Bien por la Secretaría del Agua en la CDMX (II)

En el artículo pasado comentamos sobre el acierto de ubicar el tema del agua en primer plano de prioridad por parte de la nueva administración de la Ciudad de México, con la creación de la Secretaría de Gestión Sustentable del Agua. Hasta hoy, los servicios hídricos ...

En el artículo pasado comentamos sobre el acierto de ubicar el tema del agua en primer plano de prioridad por parte de la nueva administración de la Ciudad de México, con la creación de la Secretaría de Gestión Sustentable del Agua.

Hasta hoy, los servicios hídricos han estado a cargo del Sistema de Aguas de la Ciudad de México (Sacmex), que se ubica en un tercer nivel jerárquico de la administración pública centralizada, dependiendo de la Secretaría del Medio Ambiente, misma que se cuenta con facultades de mando, decisión, vigilancia y competencia, fijando la política, desarrollo y orientación del Sacmex, restándole con ello capacidad de respuesta.
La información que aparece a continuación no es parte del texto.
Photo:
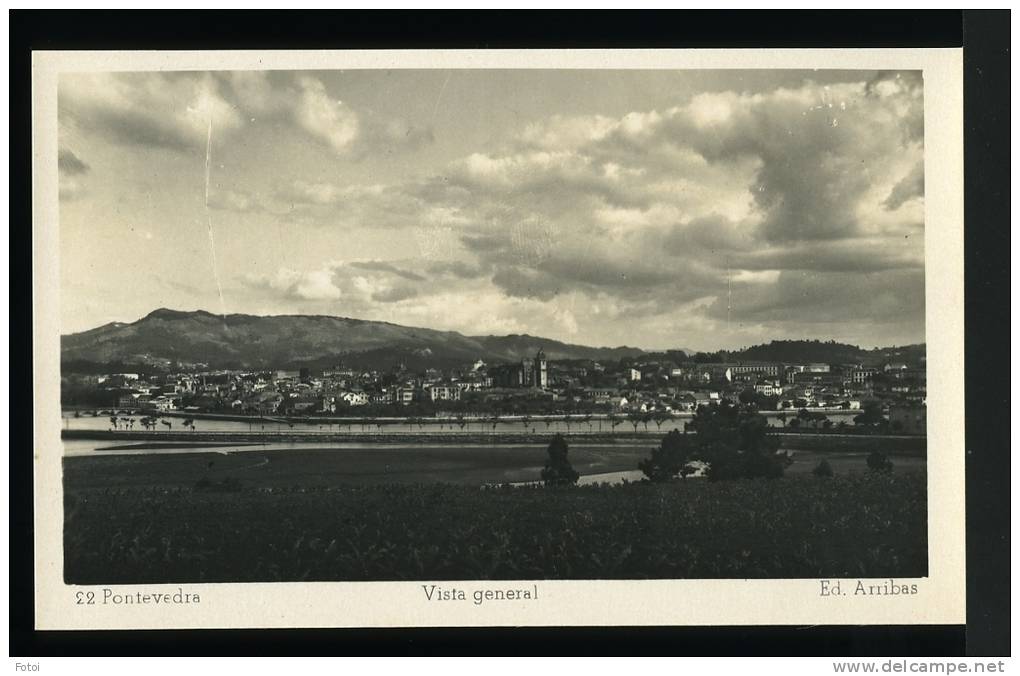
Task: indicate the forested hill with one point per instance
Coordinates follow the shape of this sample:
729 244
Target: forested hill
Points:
828 352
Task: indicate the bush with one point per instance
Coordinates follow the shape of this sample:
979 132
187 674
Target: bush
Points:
875 526
558 470
228 484
668 461
879 462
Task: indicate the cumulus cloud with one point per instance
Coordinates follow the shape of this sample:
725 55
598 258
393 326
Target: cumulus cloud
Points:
231 200
323 117
70 164
174 110
784 208
298 286
70 169
153 109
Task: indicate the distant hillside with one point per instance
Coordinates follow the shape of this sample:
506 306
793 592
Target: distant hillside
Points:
240 341
818 351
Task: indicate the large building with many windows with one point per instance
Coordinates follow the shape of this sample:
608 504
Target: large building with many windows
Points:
526 373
Si bien es cierto que el Sistema de Aguas tiene autonomía técnica, también lo es que está supeditado a diversas dependencias de la administración centralizada (Medio Ambiente, Finanzas, Oficialía Mayor), situación que dificulta el cumplimiento de sus objetivos.
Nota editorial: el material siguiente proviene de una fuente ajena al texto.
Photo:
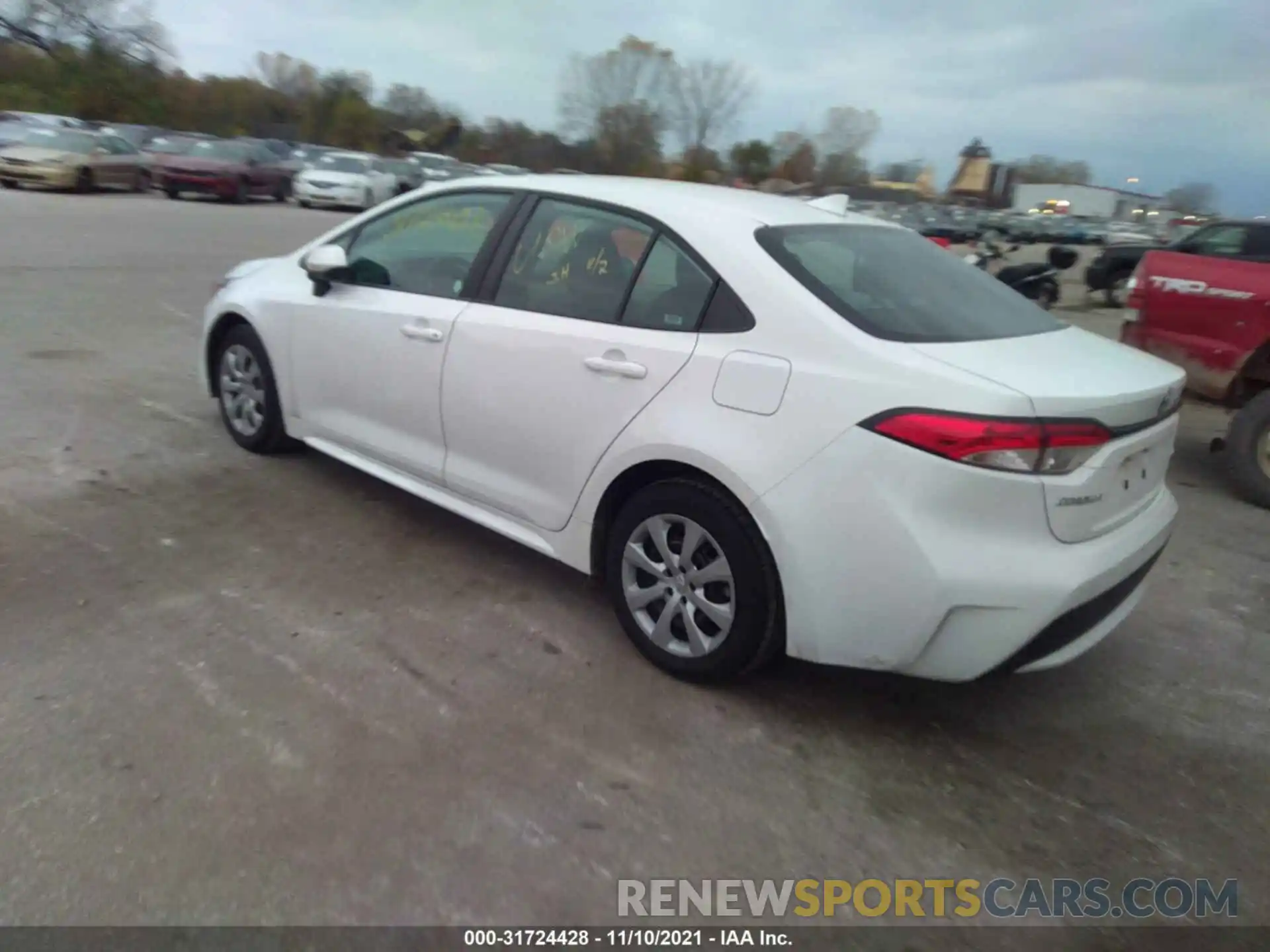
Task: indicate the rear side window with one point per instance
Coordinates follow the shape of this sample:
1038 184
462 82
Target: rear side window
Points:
896 285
Para poder contar con mayores facultades, y poder colocarse como uno de los mejores organismos operadores a nivel mundial (que es lo que se esperaría para dar soluciones efectivas a una ciudad con tantas complicaciones en la materia), es necesario como un primer paso transformarlo  en un organismo descentralizado, una empresa pública del gobierno de la ciudad sin fines de lucro, algo similar a lo que es la Comisión Federal de Electricidad en el ámbito federal.

Este organismo descentralizado está previsto en la Constitución Política de la Ciudad de México, donde se establece que “el servicio público de potabilización, distribución, abasto de agua y drenaje será prestado por el Gobierno de la Ciudad a través de un organismo público con personalidad jurídica y patrimonio propio, autonomía técnica y de gestión...”.

Este nuevo organismo descentralizado sería el responsable de la operación y mantenimiento de los sistemas hidráulicos, así como del cobro de los servicios, que ya no serían canalizados a la bolsa de ingresos de la ciudad, sino que se integraría a su propio patrimonio para la mejora de los servicios que presta. Si bien los servicios de agua potable, drenaje sanitario y saneamiento serían pagados por los usuarios, el organismo descentralizado podría cobrar una cuota al Gobierno de la Ciudad por la atención del drenaje pluvial, a fin de lograr su autosuficiencia financiera. Por su parte, la Secretaría de Gestión Sustentable del Agua se encargaría de la planeación integral, el proyecto y construcción de la infraestructura necesaria.

El organismo descentralizado estaría sectorizado en la Secretaría del Agua y sería su ideal complemento, ya que, si bien una Secretaría tiene autonomía técnica, carece de personalidad jurídica y de patrimonio propio, indispensable para una dependencia prestadora de un servicio público.

  • El organismo descentralizado tendría como autoridad máxima a su órgano de gobierno, el cual tendría la responsabilidad, entre otras cosas, de fijar todas las políticas públicas alineadas a los planes y programas sectoriales, así como los procedimientos con los cuales debe operar en apego a los criterios y al plan de gobierno que fije la Jefatura del Gobierno de la ciudad. Este órgano de gobierno estaría presidido por el titular de la Secretaría del Agua, así como representantes de diversas secretarías, cuyo ámbito de competencia se relacione con el objeto del descentralizado, y podría contar con representantes de la Conagua y de la sociedad civil, lo que representaría una gran ventaja para su adecuada vigilancia y funcionamiento.

Una tarea que quedará como pendiente importante será cómo alcanzar una atención integral para toda la cuenca del Valle de México. Es obvio que ni la Ciudad de México ni los municipios de su zona conurbada podrán resolver los múltiples problemas si no se da una atención de manera integral, implementando una perspectiva metropolitana y la visión de cuenca que se establecen en la Constitución Política de la Ciudad de México.